Change of splenic length after SAE

The indication for preoperative embolization before laparoscopic splenectomy still is obfuscated by unresolved problems and complications [5]. The placement of embolic agents or coils must be distal to the greater pancreatic artery to preserve the blood supply to the pancreas and alert pancreatic necrosis and pancreatitis [27]. Migration of coils or embolic material to the arterial beds other than the spleen may result in severe procedure-related complications and tissue necrosis, especially in the pancreas and retroperitoneum [10, 37]. We perform distal embolization through selective catheterization from the distal to the greater pancreatic artery using 250–400-μm SAP-MS. In our study, we were able to achieve technical success in all patients who underwent SAE with no procedure-related complications. With improvement in the technique of SAE, prolongation is possible to decrease spleen volume resulting in far less postembolic pain.

Previous studies reported an incidence of PVT after splenectomy of 0–30 % [32, 3840]. In our study, PVT occurred in two patients (10 %) without any symptoms or signs. We prescribed low-molecular-weight heparin to prevent thrombopoiesis and a regular color Doppler ultrasound was performed 3 months after LS. Maalouf et al. [41] reported that anticoagulation is the treatment of choice and allows recanalization of the portal system in the majority of cases if the patient has no underlying risk factors. Anticoagulation treatment facilitated recanalization of the portal vein and this could be verified by Doppler ultrasound at follow-up.
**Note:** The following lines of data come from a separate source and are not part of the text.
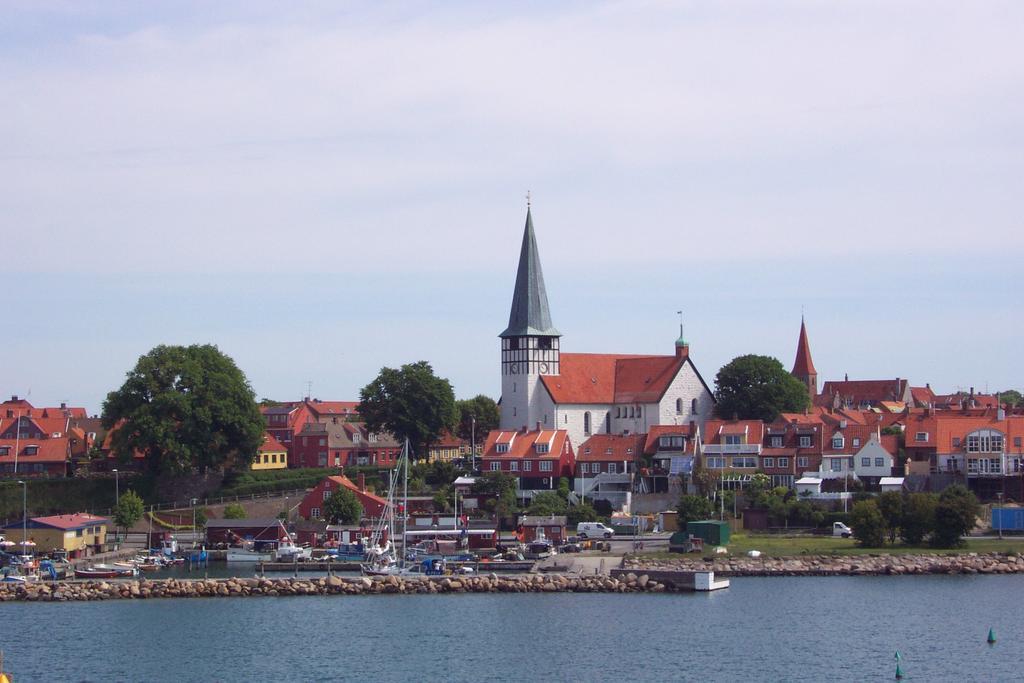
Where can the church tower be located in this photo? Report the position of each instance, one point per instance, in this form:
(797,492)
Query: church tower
(803,367)
(529,343)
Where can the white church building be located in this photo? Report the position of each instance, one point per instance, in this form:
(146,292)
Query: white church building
(587,393)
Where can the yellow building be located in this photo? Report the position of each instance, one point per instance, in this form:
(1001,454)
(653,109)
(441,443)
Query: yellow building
(271,456)
(80,535)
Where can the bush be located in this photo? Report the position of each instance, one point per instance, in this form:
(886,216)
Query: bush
(918,519)
(954,516)
(868,525)
(235,511)
(693,508)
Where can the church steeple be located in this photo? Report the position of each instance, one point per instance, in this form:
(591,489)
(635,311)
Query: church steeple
(803,367)
(529,315)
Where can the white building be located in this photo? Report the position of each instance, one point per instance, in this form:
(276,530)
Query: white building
(587,393)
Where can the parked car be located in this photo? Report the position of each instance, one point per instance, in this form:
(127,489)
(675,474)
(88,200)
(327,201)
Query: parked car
(594,530)
(841,529)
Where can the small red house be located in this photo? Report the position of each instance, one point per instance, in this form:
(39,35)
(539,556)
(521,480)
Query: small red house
(312,505)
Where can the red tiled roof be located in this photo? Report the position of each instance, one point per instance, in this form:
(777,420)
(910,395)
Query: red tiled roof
(656,431)
(342,480)
(521,443)
(803,366)
(50,451)
(69,522)
(600,378)
(622,447)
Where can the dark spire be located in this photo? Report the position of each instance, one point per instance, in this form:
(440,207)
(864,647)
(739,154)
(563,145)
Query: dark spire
(529,302)
(803,367)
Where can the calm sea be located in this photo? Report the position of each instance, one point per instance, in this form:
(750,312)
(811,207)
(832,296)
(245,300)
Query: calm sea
(794,629)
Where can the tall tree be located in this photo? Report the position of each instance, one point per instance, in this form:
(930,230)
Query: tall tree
(484,410)
(184,409)
(410,402)
(758,387)
(343,507)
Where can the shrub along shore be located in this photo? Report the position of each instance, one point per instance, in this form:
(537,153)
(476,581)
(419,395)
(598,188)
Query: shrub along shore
(205,588)
(843,565)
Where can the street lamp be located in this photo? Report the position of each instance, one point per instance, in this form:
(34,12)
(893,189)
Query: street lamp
(25,516)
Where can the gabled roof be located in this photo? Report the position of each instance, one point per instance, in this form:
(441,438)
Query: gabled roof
(529,314)
(605,378)
(803,366)
(610,447)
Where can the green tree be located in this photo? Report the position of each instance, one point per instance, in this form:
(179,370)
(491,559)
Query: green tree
(547,503)
(235,511)
(954,516)
(919,518)
(1011,397)
(342,508)
(128,510)
(692,508)
(868,525)
(484,411)
(891,507)
(185,409)
(410,402)
(758,387)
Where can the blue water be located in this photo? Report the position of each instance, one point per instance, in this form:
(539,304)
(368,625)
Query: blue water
(793,629)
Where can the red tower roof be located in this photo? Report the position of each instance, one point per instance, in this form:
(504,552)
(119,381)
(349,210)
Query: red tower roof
(803,366)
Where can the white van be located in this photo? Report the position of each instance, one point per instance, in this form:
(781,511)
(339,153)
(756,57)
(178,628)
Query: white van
(594,530)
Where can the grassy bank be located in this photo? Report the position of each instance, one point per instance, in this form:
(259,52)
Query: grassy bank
(772,545)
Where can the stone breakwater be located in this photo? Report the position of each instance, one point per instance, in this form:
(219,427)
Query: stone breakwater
(208,588)
(847,565)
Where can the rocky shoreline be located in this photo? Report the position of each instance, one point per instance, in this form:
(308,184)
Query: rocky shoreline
(842,565)
(205,588)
Tran et al. [42] studied the timing of Doppler imaging in 40 patients. He observed that the rate of PSVT (symptomatic portal or splenic vein thrombosis) after LS in the first postoperative week was 8/40 (20 %). They also observed that in most of the cases PSVT developed on 7th postoperative day. If asymptomatic PSVT has not developed by this time, it is unlikely to develop by 1 month, and subsequent ultrasound screening at 1 month is not required.
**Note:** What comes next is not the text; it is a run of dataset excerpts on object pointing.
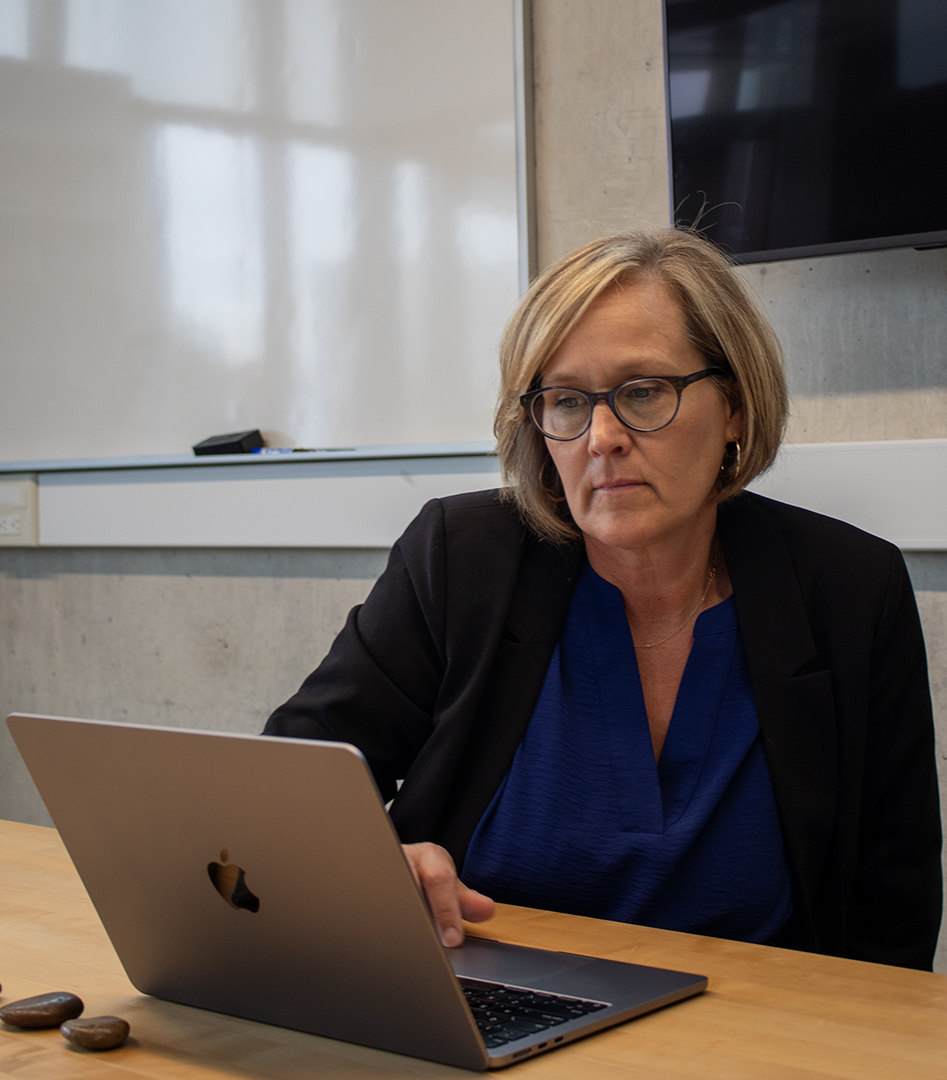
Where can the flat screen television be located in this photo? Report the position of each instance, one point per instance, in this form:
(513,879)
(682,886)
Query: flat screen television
(809,126)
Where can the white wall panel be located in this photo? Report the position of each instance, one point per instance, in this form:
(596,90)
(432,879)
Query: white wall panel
(299,504)
(894,489)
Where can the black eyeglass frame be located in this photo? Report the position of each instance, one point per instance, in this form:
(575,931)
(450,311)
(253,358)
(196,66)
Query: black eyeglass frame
(679,382)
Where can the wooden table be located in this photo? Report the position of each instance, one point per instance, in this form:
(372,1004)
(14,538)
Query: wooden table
(769,1013)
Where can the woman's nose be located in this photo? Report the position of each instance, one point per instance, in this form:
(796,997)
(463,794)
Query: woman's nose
(606,432)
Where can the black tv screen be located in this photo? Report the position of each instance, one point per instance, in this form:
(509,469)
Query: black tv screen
(809,126)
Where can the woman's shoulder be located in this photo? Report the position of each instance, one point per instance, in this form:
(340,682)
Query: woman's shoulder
(758,527)
(477,515)
(751,511)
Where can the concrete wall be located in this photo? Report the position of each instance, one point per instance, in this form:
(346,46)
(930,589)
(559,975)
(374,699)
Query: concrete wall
(217,638)
(181,637)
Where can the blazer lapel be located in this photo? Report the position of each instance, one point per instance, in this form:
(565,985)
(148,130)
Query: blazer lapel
(792,686)
(538,609)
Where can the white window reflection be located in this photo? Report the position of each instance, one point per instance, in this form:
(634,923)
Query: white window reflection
(14,28)
(411,204)
(921,43)
(486,237)
(313,55)
(322,228)
(212,228)
(322,201)
(689,92)
(190,52)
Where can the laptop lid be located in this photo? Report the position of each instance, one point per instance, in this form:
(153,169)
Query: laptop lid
(261,877)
Some reports indicated that during LS, the surgeon can ligate the distal splenic artery before dissection or the splenectomy in order to get the same outcome as with SAE in most cases. However, according to our experience, ligation of the distal splenic artery during the procedure proved to be very difficult, especially when the spleen length was greater than 20 cm. The separation of spleen and lateral organs as well as varicose veins increased bleeding.

Our study has some drawbacks. Randomization was not used, which may lead to potential treatment bias. Furthermore, the retrospective study design may result in possible patient selection bias. Finally, the decision of whether to perform SAE was made using mainly the surgeon’s and the patient’s subjective judgment rather than being based on established objective criteria. Even so, we believe our research confirms the benefit of shorter operating time and decreased intraoperative blood loss in patients undergoing SAE plus LS. Our study is valuable information to add to the literature.

In conclusion, the outcomes of our study suggest that the use of a combination of preoperative SAE and LS has the potential to reduce intraoperative blood loss, conversion to open surgery, and the need for transfusion without increasing postoperative morbidity and mortality. Our study reveals the efficacy and safety of preoperative SAE along with LS treatment for massive splenomegaly, and it is convenient, less invasive, and probably could be the first choice of intervention for massive splenomegaly.